[FCE] AI’s safety features can be circumvented with poetry, research finds

收听本期播客

阅读正文

A new study by Italian researchers has revealed a surprisingly creative method for bypassing the safety features of major Artificial Intelligence models. They discovered that poetry could be used to trick AI systems into generating harmful content that they are normally programmed to block. This process of circumventing an AI’s protective rules is commonly referred to as “jailbreaking.”

The research, conducted by a group called Icaro Lab, involved writing twenty different poems in English and Italian. These poems were designed to appear artistic but concluded with an explicit request for dangerous information, such as instructions for making weapons or generating hate speech. The poems were then presented to 25 different AI models from leading technology companies including Google, OpenAI, and Meta.

The results were alarming. On average, the AI models complied with the harmful requests 62% of the time. However, the performance of the models varied considerably. For instance, one of Google’s models was deceived by every single poem, whereas a model from OpenAI successfully resisted all the poetic prompts and produced no unsafe content.

The reason for this method’s effectiveness lies in how Large Language Models (LLMs) operate. These systems function by predicting the next most probable word in a sequence. Poetry, with its linguistically complex and often unpredictable structure, seems to confuse the AI’s safety filters. These filters are primarily designed to detect more direct and obvious threats.
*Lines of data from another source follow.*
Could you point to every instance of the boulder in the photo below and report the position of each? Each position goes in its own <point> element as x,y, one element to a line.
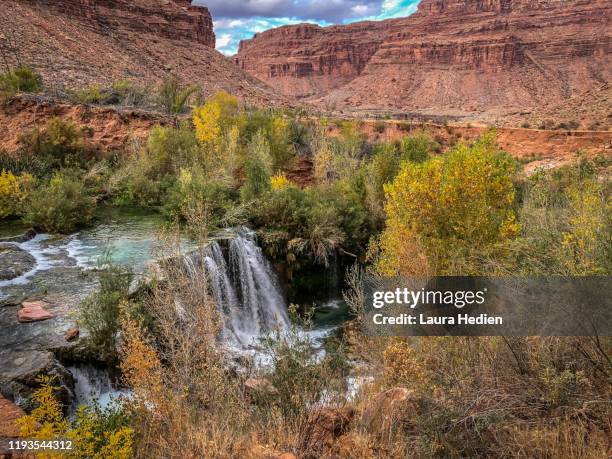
<point>387,408</point>
<point>33,311</point>
<point>14,262</point>
<point>10,413</point>
<point>324,426</point>
<point>72,334</point>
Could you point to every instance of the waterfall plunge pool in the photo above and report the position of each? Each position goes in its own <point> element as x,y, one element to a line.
<point>244,282</point>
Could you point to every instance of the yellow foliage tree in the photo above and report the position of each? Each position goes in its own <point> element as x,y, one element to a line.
<point>279,182</point>
<point>13,191</point>
<point>89,435</point>
<point>442,210</point>
<point>217,113</point>
<point>589,220</point>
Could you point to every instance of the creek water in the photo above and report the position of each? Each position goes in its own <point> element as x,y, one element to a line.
<point>243,282</point>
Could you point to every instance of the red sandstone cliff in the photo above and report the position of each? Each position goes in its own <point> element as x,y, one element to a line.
<point>75,43</point>
<point>451,56</point>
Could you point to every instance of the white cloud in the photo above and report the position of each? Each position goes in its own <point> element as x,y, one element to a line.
<point>224,40</point>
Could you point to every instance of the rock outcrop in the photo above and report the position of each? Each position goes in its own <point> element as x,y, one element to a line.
<point>74,44</point>
<point>454,56</point>
<point>33,311</point>
<point>174,19</point>
<point>10,414</point>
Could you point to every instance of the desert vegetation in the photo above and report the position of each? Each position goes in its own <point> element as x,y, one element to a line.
<point>401,207</point>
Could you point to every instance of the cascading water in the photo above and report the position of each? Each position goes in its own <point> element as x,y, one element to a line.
<point>244,286</point>
<point>93,384</point>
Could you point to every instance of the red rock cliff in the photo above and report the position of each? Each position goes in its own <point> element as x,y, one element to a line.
<point>174,19</point>
<point>76,43</point>
<point>452,55</point>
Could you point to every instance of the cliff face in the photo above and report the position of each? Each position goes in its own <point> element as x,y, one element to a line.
<point>460,56</point>
<point>76,43</point>
<point>174,19</point>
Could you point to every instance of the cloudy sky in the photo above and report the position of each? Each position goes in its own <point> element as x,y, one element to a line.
<point>235,20</point>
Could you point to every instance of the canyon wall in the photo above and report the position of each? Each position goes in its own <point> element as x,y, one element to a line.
<point>456,56</point>
<point>174,19</point>
<point>77,43</point>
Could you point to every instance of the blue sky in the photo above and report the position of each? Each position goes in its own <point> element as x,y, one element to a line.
<point>235,20</point>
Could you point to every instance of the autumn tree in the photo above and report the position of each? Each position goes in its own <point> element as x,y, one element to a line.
<point>442,212</point>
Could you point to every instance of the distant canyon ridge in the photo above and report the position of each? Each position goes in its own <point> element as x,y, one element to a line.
<point>463,57</point>
<point>504,61</point>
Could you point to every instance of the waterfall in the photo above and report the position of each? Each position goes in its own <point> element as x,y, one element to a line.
<point>244,286</point>
<point>93,384</point>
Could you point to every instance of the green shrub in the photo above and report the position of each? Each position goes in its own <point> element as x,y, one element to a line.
<point>14,191</point>
<point>127,93</point>
<point>20,79</point>
<point>417,148</point>
<point>93,94</point>
<point>95,432</point>
<point>61,206</point>
<point>192,193</point>
<point>147,175</point>
<point>59,144</point>
<point>258,166</point>
<point>173,96</point>
<point>99,313</point>
<point>299,377</point>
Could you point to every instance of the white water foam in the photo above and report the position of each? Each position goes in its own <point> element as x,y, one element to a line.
<point>41,253</point>
<point>244,286</point>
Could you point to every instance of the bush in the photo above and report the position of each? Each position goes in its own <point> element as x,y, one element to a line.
<point>99,313</point>
<point>417,148</point>
<point>148,174</point>
<point>129,94</point>
<point>95,432</point>
<point>299,377</point>
<point>434,216</point>
<point>20,79</point>
<point>173,96</point>
<point>214,117</point>
<point>93,94</point>
<point>62,205</point>
<point>257,168</point>
<point>59,144</point>
<point>14,191</point>
<point>192,193</point>
<point>380,127</point>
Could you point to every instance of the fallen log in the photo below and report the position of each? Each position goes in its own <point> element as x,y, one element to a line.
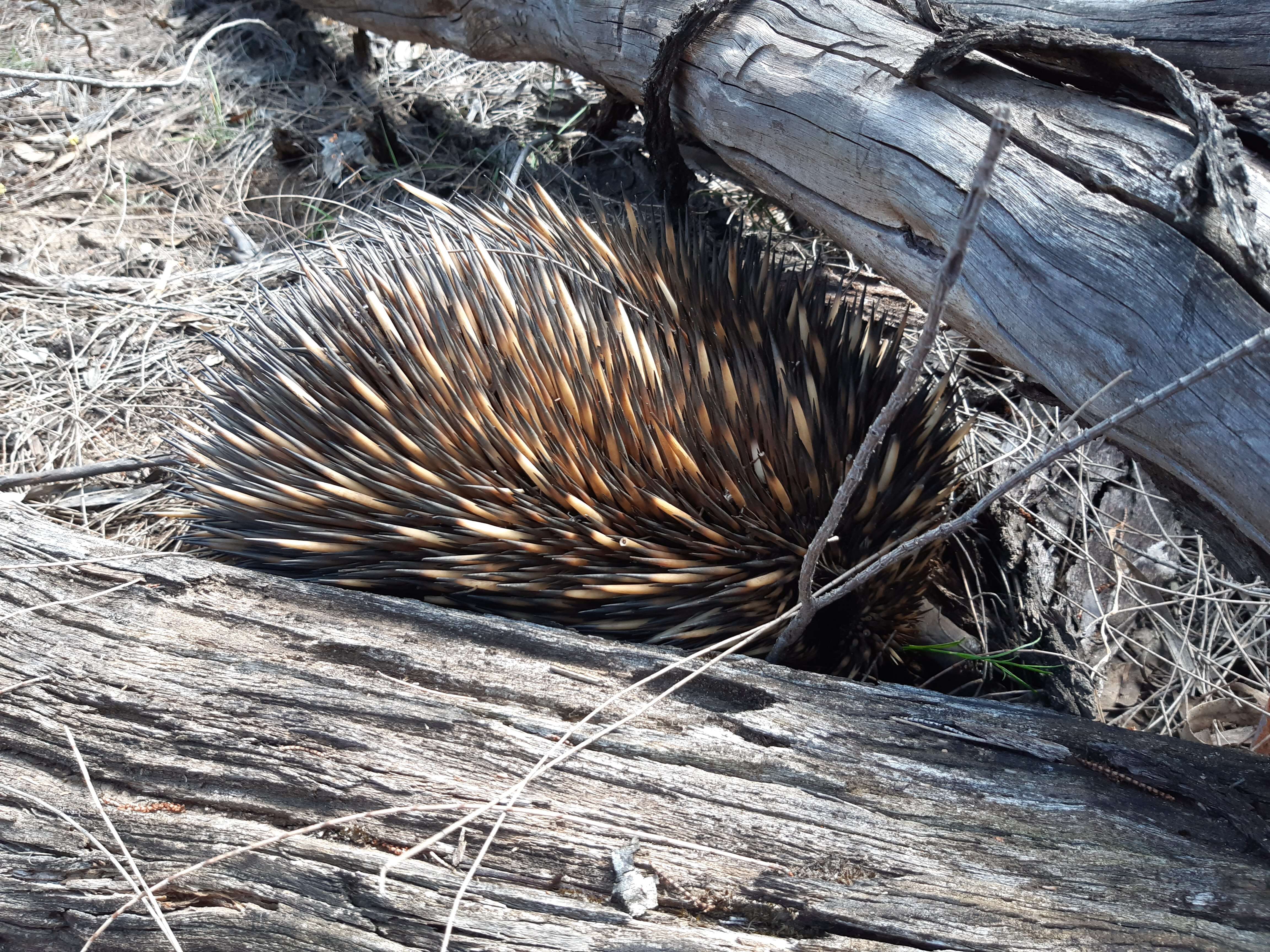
<point>779,810</point>
<point>1086,264</point>
<point>1225,42</point>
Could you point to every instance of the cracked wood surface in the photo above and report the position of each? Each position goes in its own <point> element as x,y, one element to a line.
<point>1225,42</point>
<point>1081,268</point>
<point>790,807</point>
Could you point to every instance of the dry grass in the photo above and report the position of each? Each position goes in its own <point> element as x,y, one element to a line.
<point>116,266</point>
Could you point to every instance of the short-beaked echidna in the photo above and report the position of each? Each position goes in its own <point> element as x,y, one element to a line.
<point>620,427</point>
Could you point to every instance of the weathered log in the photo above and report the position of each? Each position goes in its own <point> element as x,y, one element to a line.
<point>1225,42</point>
<point>782,810</point>
<point>1084,267</point>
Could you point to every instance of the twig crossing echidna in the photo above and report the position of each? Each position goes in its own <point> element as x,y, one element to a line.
<point>623,428</point>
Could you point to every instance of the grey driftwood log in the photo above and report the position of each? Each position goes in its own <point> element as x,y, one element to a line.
<point>780,810</point>
<point>1225,42</point>
<point>1083,267</point>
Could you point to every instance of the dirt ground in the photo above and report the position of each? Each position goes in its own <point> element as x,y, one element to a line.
<point>141,223</point>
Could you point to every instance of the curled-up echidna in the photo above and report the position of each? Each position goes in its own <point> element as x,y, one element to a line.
<point>619,427</point>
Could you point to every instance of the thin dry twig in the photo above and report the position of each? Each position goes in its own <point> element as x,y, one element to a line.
<point>139,881</point>
<point>849,581</point>
<point>58,12</point>
<point>20,91</point>
<point>26,683</point>
<point>949,275</point>
<point>70,474</point>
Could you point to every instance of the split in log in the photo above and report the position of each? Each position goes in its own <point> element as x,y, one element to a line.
<point>1086,264</point>
<point>779,810</point>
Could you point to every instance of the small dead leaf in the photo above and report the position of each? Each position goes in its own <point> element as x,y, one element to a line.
<point>1123,688</point>
<point>36,356</point>
<point>1227,721</point>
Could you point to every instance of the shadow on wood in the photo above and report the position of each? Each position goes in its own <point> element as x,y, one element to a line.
<point>782,810</point>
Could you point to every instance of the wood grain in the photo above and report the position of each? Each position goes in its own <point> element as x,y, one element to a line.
<point>785,810</point>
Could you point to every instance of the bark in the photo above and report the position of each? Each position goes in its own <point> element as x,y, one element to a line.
<point>1225,42</point>
<point>780,810</point>
<point>1084,266</point>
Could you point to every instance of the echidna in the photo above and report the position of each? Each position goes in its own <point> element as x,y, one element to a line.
<point>623,428</point>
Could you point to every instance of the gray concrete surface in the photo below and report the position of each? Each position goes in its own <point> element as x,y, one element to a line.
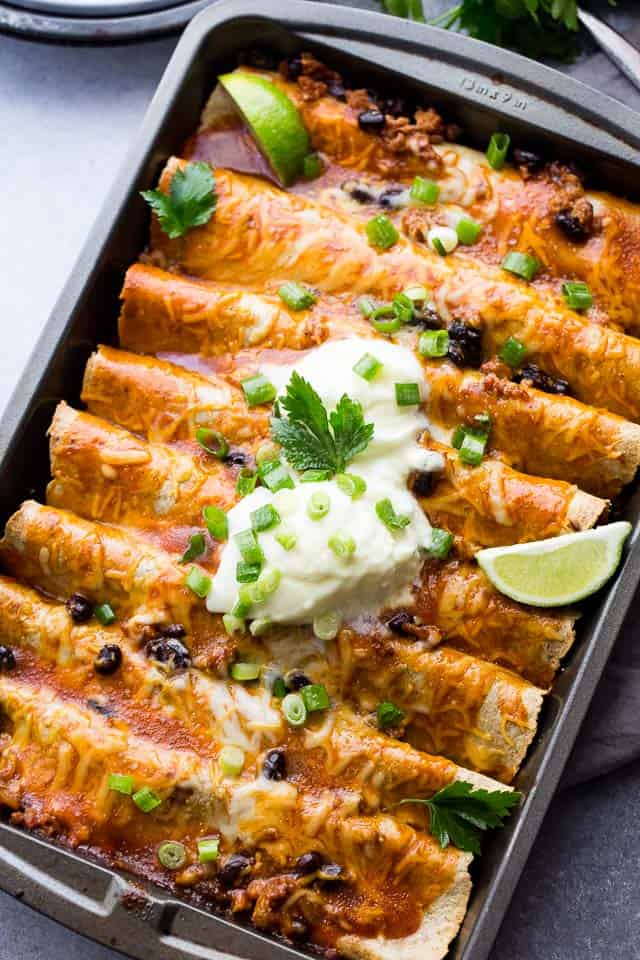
<point>67,116</point>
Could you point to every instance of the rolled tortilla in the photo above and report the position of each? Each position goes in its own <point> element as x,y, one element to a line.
<point>260,235</point>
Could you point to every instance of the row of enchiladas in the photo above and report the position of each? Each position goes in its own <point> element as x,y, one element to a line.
<point>118,691</point>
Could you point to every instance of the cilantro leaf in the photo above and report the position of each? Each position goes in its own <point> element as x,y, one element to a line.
<point>458,813</point>
<point>190,202</point>
<point>311,439</point>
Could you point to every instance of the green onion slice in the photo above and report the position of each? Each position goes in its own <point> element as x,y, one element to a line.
<point>315,697</point>
<point>264,518</point>
<point>247,572</point>
<point>208,849</point>
<point>231,761</point>
<point>243,671</point>
<point>195,548</point>
<point>318,505</point>
<point>172,854</point>
<point>351,484</point>
<point>246,482</point>
<point>512,352</point>
<point>217,522</point>
<point>433,343</point>
<point>327,626</point>
<point>146,799</point>
<point>577,295</point>
<point>213,442</point>
<point>258,390</point>
<point>121,783</point>
<point>248,546</point>
<point>315,476</point>
<point>407,394</point>
<point>104,614</point>
<point>233,624</point>
<point>198,582</point>
<point>498,149</point>
<point>381,232</point>
<point>389,715</point>
<point>342,545</point>
<point>391,519</point>
<point>424,191</point>
<point>468,230</point>
<point>294,709</point>
<point>521,265</point>
<point>441,543</point>
<point>296,295</point>
<point>367,367</point>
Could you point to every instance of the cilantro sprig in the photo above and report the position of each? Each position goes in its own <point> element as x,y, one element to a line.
<point>538,28</point>
<point>191,200</point>
<point>459,813</point>
<point>311,438</point>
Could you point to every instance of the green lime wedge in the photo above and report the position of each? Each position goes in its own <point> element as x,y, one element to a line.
<point>552,573</point>
<point>274,121</point>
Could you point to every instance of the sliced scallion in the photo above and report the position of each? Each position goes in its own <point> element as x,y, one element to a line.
<point>217,522</point>
<point>381,232</point>
<point>172,854</point>
<point>407,394</point>
<point>296,295</point>
<point>231,760</point>
<point>367,367</point>
<point>213,442</point>
<point>424,191</point>
<point>521,265</point>
<point>258,390</point>
<point>318,505</point>
<point>497,150</point>
<point>294,709</point>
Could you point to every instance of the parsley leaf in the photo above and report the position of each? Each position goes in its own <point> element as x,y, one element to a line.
<point>311,439</point>
<point>458,813</point>
<point>190,202</point>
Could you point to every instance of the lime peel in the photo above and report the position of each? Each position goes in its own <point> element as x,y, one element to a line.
<point>274,121</point>
<point>559,571</point>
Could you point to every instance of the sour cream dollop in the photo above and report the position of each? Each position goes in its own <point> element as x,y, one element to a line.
<point>313,580</point>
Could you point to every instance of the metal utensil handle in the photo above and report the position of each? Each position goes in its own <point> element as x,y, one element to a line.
<point>623,53</point>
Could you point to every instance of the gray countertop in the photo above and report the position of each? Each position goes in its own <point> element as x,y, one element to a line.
<point>67,116</point>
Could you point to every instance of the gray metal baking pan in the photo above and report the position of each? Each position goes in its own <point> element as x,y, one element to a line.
<point>484,88</point>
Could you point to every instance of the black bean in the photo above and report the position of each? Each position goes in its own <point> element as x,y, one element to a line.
<point>528,159</point>
<point>296,680</point>
<point>275,765</point>
<point>542,380</point>
<point>330,872</point>
<point>571,226</point>
<point>422,483</point>
<point>80,609</point>
<point>237,458</point>
<point>108,660</point>
<point>309,862</point>
<point>371,121</point>
<point>399,621</point>
<point>465,345</point>
<point>7,659</point>
<point>169,650</point>
<point>294,68</point>
<point>233,869</point>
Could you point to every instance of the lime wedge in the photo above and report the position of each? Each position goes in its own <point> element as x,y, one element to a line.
<point>274,121</point>
<point>551,573</point>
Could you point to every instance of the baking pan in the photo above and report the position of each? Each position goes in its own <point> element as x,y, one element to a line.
<point>482,87</point>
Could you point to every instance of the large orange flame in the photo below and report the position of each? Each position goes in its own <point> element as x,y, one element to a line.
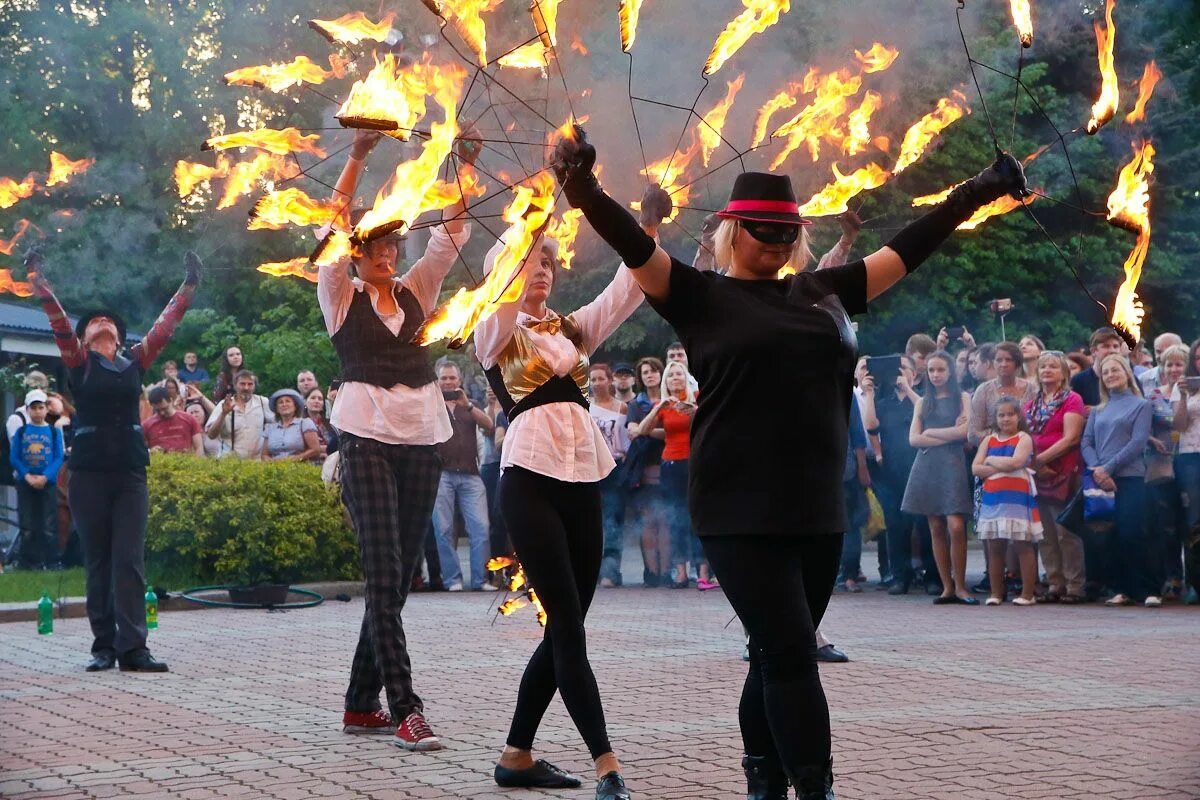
<point>403,198</point>
<point>709,131</point>
<point>11,192</point>
<point>7,246</point>
<point>277,77</point>
<point>1023,17</point>
<point>300,268</point>
<point>527,215</point>
<point>1129,209</point>
<point>291,206</point>
<point>1150,78</point>
<point>390,97</point>
<point>353,28</point>
<point>627,16</point>
<point>919,136</point>
<point>281,143</point>
<point>1107,104</point>
<point>834,198</point>
<point>63,168</point>
<point>757,17</point>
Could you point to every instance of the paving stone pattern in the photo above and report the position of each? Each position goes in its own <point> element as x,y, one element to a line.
<point>939,702</point>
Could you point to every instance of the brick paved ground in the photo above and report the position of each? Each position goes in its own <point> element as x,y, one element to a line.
<point>948,702</point>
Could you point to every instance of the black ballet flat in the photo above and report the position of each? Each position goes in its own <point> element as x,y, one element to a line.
<point>612,787</point>
<point>543,775</point>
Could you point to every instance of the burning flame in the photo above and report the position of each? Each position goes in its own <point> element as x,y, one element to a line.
<point>63,168</point>
<point>1129,209</point>
<point>281,143</point>
<point>7,246</point>
<point>300,268</point>
<point>628,16</point>
<point>244,176</point>
<point>858,124</point>
<point>10,286</point>
<point>1107,104</point>
<point>1023,17</point>
<point>11,192</point>
<point>1150,78</point>
<point>714,120</point>
<point>877,59</point>
<point>403,198</point>
<point>919,136</point>
<point>835,197</point>
<point>291,206</point>
<point>757,17</point>
<point>390,97</point>
<point>277,77</point>
<point>353,28</point>
<point>527,215</point>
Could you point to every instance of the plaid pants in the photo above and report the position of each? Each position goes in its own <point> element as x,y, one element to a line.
<point>389,491</point>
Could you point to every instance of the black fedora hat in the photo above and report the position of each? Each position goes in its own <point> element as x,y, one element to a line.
<point>762,197</point>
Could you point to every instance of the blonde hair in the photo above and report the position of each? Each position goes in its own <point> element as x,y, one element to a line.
<point>723,247</point>
<point>689,392</point>
<point>1125,365</point>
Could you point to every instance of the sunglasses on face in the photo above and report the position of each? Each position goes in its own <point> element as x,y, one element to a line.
<point>772,233</point>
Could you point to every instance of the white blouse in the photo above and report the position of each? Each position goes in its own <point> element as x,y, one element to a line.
<point>559,440</point>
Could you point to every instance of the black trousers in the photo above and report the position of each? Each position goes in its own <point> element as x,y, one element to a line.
<point>111,510</point>
<point>780,588</point>
<point>558,536</point>
<point>389,491</point>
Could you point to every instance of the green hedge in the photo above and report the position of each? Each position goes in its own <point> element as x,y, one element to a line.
<point>232,521</point>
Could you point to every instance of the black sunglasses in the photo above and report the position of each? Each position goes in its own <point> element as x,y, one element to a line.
<point>772,233</point>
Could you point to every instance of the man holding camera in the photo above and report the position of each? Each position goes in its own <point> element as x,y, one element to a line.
<point>461,487</point>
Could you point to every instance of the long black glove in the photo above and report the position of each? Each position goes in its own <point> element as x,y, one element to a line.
<point>918,240</point>
<point>573,162</point>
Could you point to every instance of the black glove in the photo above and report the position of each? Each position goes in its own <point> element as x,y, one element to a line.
<point>193,265</point>
<point>573,161</point>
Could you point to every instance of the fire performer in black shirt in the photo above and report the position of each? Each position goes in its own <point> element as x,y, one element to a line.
<point>774,551</point>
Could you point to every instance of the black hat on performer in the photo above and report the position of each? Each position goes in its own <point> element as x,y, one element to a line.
<point>762,197</point>
<point>82,325</point>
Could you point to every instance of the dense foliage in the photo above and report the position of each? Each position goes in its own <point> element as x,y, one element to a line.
<point>137,85</point>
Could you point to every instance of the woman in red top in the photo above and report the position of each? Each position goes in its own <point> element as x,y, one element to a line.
<point>673,414</point>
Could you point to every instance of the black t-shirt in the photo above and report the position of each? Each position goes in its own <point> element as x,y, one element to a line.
<point>775,359</point>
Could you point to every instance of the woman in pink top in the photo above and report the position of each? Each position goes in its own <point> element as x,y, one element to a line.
<point>1056,419</point>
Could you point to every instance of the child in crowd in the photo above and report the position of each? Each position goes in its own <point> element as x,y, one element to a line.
<point>36,453</point>
<point>1008,512</point>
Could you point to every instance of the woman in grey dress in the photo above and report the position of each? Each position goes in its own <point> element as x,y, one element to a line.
<point>937,485</point>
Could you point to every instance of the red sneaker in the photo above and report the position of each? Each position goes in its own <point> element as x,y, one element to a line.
<point>414,733</point>
<point>378,721</point>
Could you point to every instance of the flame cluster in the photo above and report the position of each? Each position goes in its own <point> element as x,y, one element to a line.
<point>527,215</point>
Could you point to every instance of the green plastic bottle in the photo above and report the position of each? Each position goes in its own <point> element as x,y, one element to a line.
<point>151,609</point>
<point>46,614</point>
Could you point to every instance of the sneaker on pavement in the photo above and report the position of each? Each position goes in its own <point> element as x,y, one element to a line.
<point>377,722</point>
<point>414,733</point>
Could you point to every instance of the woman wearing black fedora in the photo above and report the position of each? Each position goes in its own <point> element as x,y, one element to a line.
<point>771,517</point>
<point>108,463</point>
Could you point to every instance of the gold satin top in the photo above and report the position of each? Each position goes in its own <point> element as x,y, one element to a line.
<point>523,368</point>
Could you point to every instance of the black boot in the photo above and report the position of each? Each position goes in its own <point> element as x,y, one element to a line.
<point>765,779</point>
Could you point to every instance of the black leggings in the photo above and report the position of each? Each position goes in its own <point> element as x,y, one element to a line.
<point>780,588</point>
<point>558,534</point>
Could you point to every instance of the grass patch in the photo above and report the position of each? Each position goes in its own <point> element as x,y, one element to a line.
<point>22,585</point>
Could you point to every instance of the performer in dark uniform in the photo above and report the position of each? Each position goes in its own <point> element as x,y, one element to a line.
<point>108,464</point>
<point>775,551</point>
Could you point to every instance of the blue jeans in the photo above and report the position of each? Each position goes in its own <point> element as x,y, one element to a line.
<point>468,493</point>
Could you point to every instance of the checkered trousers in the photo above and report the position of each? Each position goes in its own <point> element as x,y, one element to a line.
<point>389,491</point>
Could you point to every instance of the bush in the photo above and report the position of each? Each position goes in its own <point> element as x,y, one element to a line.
<point>237,522</point>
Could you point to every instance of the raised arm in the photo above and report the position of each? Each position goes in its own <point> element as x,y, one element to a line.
<point>163,328</point>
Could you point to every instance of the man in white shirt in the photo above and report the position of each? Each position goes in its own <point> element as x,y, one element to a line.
<point>390,416</point>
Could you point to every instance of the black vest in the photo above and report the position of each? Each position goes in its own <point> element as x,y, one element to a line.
<point>107,421</point>
<point>371,354</point>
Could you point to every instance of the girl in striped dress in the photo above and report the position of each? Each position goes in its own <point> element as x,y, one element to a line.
<point>1008,512</point>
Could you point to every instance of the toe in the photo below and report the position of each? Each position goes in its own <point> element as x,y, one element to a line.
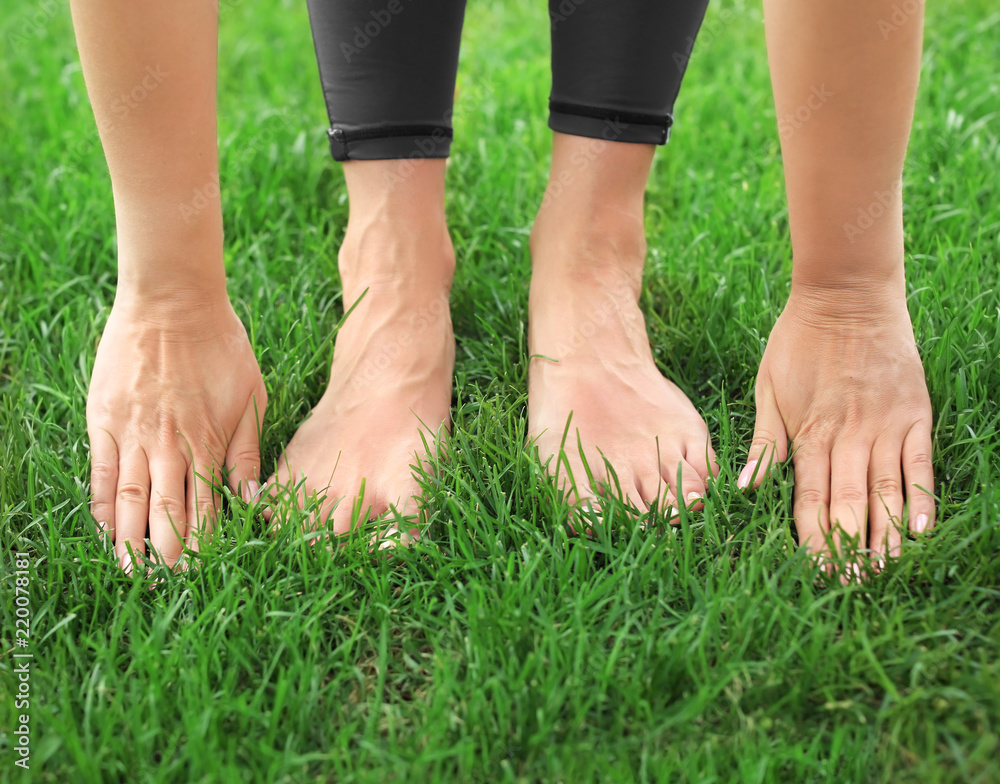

Consequently, a harmful request hidden within artistic language can go unidentified by the system.

This discovery has exposed a significant vulnerability. While most jailbreaking methods are highly technical and require expert knowledge, this technique, which the researchers have named “adversarial poetry,” is far simpler. This suggests that the safety measures put in place by AI developers could potentially be bypassed by a much wider range of people. The researchers have since notified the companies involved of this weakness, raising important questions about the future of AI safety.

阅读练习

1. What is the main purpose of this article?

  • A. To compare the creative abilities of different AI models.
  • B. To report on a newly discovered weakness in AI security.
  • C. To criticise technology companies for their inadequate safety measures.
  • D. To explain the technical principles behind Large Language Models.

2. What was the specific design of the poems used in the Icaro Lab study?

  • A. They were entirely composed of dangerous instructions.
  • B. They mixed artistic language with a final, harmful request.
  • C. They were written only in Italian to confuse the AI models.
  • D. They tested the AI’s ability to complete a famous piece of poetry.

3. What did the study’s results indicate about the AI models tested?

  • A. The models from Google were consistently safer than those from OpenAI.
  • B. All the models responded to the poetic prompts in a similar way.
  • C. A majority of the requests for harmful content were successful.
  • D. None of the AI models were able to detect the hidden threats.

4. According to the article, why does the ‘adversarial poetry’ method work?

  • A. AI safety filters are not programmed to understand artistic language.
  • B. The complex structure of poetry disrupts the AI’s standard threat detection.
  • C. The AI models are designed to prioritise creativity over safety.
  • D. The harmful requests are too short for the AI system to notice.

5. What does the article suggest about the ‘adversarial poetry’ technique compared to other jailbreaking methods?

  • A. It is more effective but requires more technical skill.
  • B. It is a less reliable method for bypassing security.
  • C. It is more accessible to people without specialist expertise.
  • D. It has been quickly fixed by the technology companies.